Among the financier cohort is JPMorgan Chase, which took the reins on an $840 million refinancing wave for the tourist-frequented hub. In tandem with Bank of America and M&T Bank, JPMorgan is providing $415 million to the New York-based Rudin Family to revitalize 3 Times Square. JPMorgan is also supplying $425 million in debt to refinance Jamestown’s loans on One Times Square.

Morgan Stanley, AIG and Apollo Global Management combined forces to originate $1.3 billion in financing for RXR Realty’s revamp of 5 Times Square, rounding out the $2.1 billion of total debt funneling into the area’s office reworks over the next few years.
Thomas Traynor, vice-chairman in debt and structured finance and co-head of US large loans at CBRE, says location will be crucial to the future of any given office portfolio.

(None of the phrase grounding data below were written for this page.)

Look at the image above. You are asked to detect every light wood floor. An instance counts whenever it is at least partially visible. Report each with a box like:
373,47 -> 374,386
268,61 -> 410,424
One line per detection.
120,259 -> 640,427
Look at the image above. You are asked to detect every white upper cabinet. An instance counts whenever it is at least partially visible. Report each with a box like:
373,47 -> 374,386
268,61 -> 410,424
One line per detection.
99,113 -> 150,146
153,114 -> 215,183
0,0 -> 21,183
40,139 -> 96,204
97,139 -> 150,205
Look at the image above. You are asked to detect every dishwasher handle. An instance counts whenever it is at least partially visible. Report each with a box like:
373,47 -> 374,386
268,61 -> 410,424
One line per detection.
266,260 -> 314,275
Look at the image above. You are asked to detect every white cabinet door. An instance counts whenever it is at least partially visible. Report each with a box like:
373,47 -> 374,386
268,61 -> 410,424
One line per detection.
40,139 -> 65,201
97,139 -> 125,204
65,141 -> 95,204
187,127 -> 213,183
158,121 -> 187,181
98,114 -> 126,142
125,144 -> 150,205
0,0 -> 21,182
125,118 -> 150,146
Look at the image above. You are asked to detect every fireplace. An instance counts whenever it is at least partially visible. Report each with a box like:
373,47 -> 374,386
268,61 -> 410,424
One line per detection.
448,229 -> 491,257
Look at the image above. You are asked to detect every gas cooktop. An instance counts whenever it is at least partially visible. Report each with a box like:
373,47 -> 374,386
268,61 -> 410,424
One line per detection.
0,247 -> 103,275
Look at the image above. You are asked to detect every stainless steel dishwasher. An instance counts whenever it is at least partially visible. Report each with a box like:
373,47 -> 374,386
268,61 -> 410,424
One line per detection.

“Class A next to Grand Central or Penn Station, for instance, is going to be in much more demand with a lot of amenities around it and transit around in my opinion and that’s going to differentiate it even within Class A,” Traynor says.

Although bringing in a consortium of banks, insurance companies and alternative lenders adds complexity to any coinciding capital stack, betting on the area and its surrounding Class A and even Class B office fixtures may be more favorable than trying to grab more New York City presence in an alternative office sector not undergoing coinciding infrastructure upgrades.

Vornado declined to comment at the time of publication.